Keywords: Adults, gender, rural, smoking, smoking cessation, socio-economic..



INTRODUCTION

Smoking is a major preventable cause of disease. Despite the well-known risk to health, smoking is still highly prevalent worldwide. Within the European Union (EU) the proportion of daily smokers among the adult population varies greatly from around 18% in Sweden to 42% in Greece, whereas the average for the EU countries was 32% [1]. Since 1995, smoking rates have decreased approximately by 5% across the EU member states, 3 European Free Trade Association countries (Iceland, Norway and Switzerland) and Turkey, especially in men [2]. Striking declines occurred in Turkey (47 to 27%), Luxembourg (33 to 20%), Norway (33 to 21%) and Denmark (36 to 23%) [2].

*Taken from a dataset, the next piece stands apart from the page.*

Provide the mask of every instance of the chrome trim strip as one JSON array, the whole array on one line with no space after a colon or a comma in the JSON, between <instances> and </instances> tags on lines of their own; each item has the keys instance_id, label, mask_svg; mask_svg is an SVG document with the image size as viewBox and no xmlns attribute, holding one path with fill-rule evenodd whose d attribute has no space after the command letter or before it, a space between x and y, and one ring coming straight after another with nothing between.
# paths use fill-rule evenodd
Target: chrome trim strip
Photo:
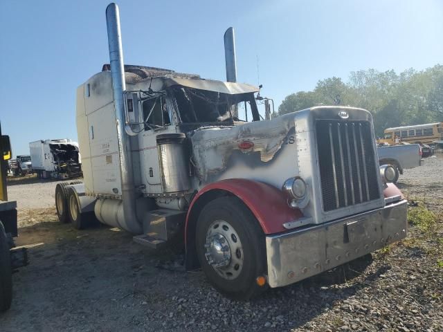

Although the proportion of European adults who smoke has been in steady decrease for more than 20 years for both genders, research evidence stably places Greece at the top among the EU member states in tobacco consumption [1-4]. The Greek adult population maintains the highest level of smoking rate (40%) across EU countries, followed by Bulgaria and Ireland, with ≥ 30% of the adult population smoking daily [2] while smoking prevalence in women is continuing to rise. In Cyprus, the prevalence of tobacco use based on the latest survey available (1 November 2010) shows 38.1% for men and 10.5% for women (23.9% total) [5].

In Greece, there is a slight decrease in tobacco consumption among men but a notable increase among women, which is more evident in stage 3 of the worldwide tobacco epidemic model [6]. Briefly, the 4 stages model of the worldwide tobacco epidemic describes first the rise and decline in smoking prevalence, followed by a similar trend for smoking-related diseases [6, 7].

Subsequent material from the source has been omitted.